As a lover of all things cycling, I sincerely hope Froome and Sky back away from the kidney defense, if not for their reputations, then for the good of the sport. Cycling has already produced the lion’s share of slap-worthy doping explanations within the global realm of sports. In fact, no other sport is as synonymous with these excuses as cycling. So do we really need to add another one to the list?

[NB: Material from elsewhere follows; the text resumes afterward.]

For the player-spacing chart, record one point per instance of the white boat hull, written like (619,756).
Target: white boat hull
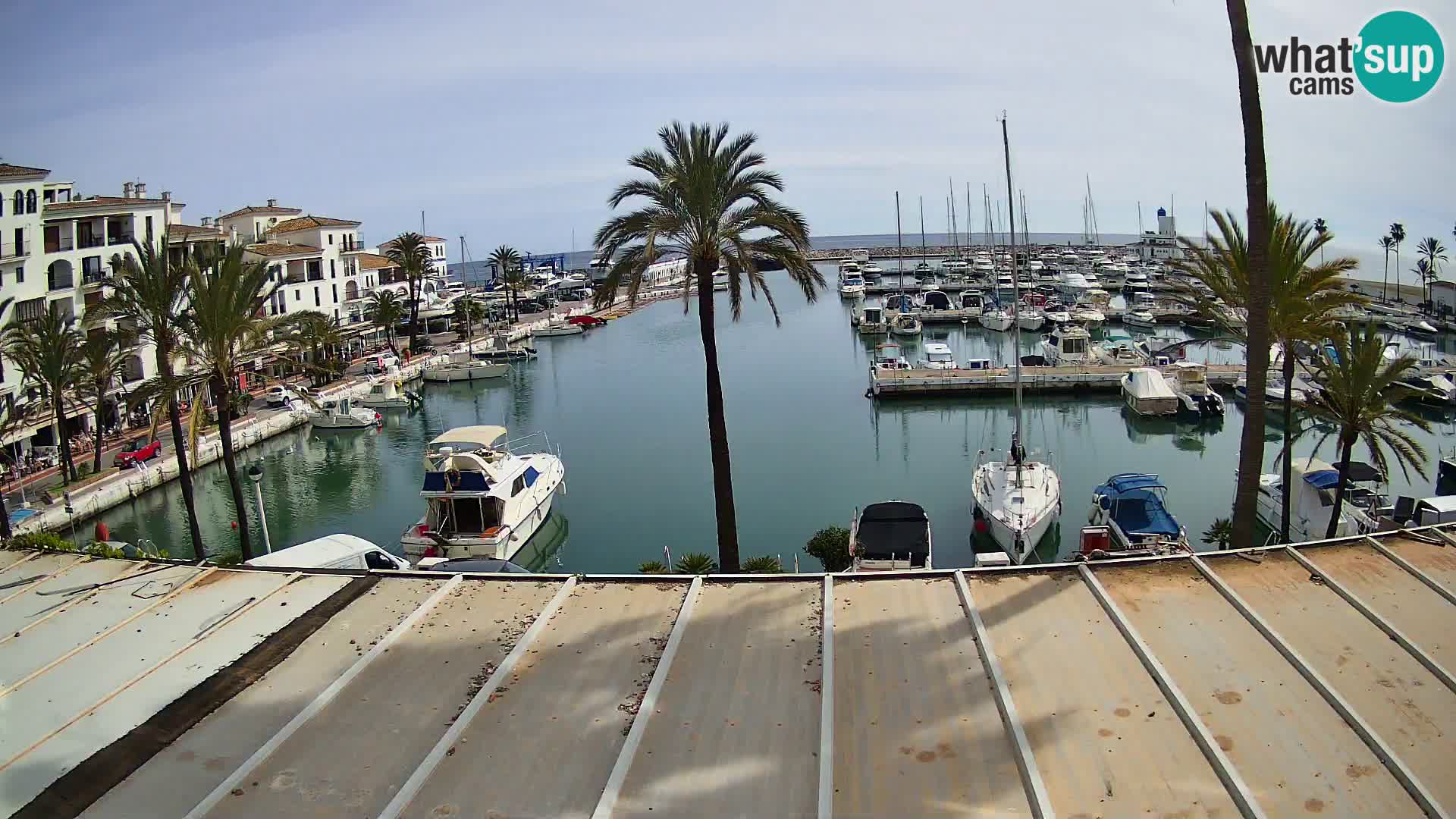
(450,373)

You see, the purpose of these confusing and far-fetched defenses is to override the desire that we, the public, have to find the explanation that is most basic and simple. Yes, we are searching for Occam’s Razor. Chimeric twins and French conspiracies are not Occam’s Razor.

For those who are not familiar with the philosophic principle, here is a quick primer. When given multiple explanations as to why something occurred, the simplest, most basic answer is probably the correct one. The more complex answer — the one with more leap-of-faith assumptions — is likely incorrect.

Since day one of this mess, cyclists and cycling fans have asked me what is the Occam’s Razor for the Froome case. So over the past few weeks, I have posed the question to experts in the realm of medicine and sports science. Doctors, researchers, and so on. You have likely read about some of these experts on our site in recent weeks.